02 November 2015

Wearing Adoptee Proudly

Today, I woke from a restless night. Yesterday, I visited my adoption agency with my children. Again, we were disappointed and left with only a sliver of hope that they would look more to “see if anything in my file stood out.”

But this morning, with sleep in my eyes, I read the words of my Lost Daughter sister, Rebecca. She wrote how my pendant had given her strength and reassurance as an adoptee.

My intention in creating the Pregnant Belly Bowl and its adoptee pendants was to show the community of adoptees. All the pendants were made to be given at first to my Lost Daughters’ sisters. Each takes two hours to carve and polish, then a full day to stoke the fires of the wood kiln. Much work goes into them, but the love and work was worth it for my sisters.




I appreciate their work … their understanding … and most importantly their support when I am feeling weak.

Korea has weakened me. It did last year as I tried to come to terms with the fruitless meeting with my agency. It weakens me today as I roam the streets of Seoul as a temporary resident, a longterm tourist.




I find myself turning my pendant around to the Korean stamp side while I am here in Korea. I find that I just cannot bear to see the sorrow and shame of the viewer once they understand the written word on my pendant.

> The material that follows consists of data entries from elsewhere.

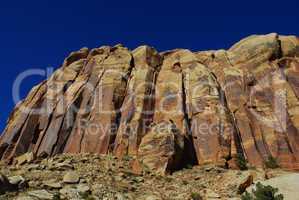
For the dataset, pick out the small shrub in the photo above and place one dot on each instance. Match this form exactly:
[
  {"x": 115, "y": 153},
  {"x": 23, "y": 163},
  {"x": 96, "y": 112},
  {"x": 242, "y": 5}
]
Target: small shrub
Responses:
[
  {"x": 196, "y": 196},
  {"x": 271, "y": 163},
  {"x": 242, "y": 162},
  {"x": 56, "y": 196},
  {"x": 263, "y": 193}
]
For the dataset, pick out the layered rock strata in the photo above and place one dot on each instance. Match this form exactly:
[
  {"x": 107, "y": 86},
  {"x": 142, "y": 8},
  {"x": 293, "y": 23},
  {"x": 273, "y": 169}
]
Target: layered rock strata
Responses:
[{"x": 167, "y": 109}]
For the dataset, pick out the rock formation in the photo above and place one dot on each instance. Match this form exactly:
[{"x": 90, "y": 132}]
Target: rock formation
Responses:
[{"x": 219, "y": 105}]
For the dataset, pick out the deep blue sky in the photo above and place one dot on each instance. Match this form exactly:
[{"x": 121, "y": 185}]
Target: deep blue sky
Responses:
[{"x": 41, "y": 33}]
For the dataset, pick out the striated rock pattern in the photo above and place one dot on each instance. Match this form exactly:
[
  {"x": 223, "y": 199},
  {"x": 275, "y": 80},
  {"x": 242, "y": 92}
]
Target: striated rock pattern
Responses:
[{"x": 221, "y": 105}]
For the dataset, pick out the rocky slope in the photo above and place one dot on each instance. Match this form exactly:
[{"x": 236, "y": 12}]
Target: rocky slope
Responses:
[
  {"x": 167, "y": 110},
  {"x": 105, "y": 177}
]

Once at a ceramics workshop in Wisconsin, a woman said to me, “I am really surprised that you would want to wear that so prominently.” I told her I was not ashamed of being an adoptee. She then said she was an adoptive parent and that the adoptees she knew tried to downplay their identity as such. Then she said something surprising. “You’re brave.”

No, I AM an adoptee.

There should be no shame in that word. It is who I am. I have been made by an original family, a foster family, my adoptive family, my spouse, my children and myself.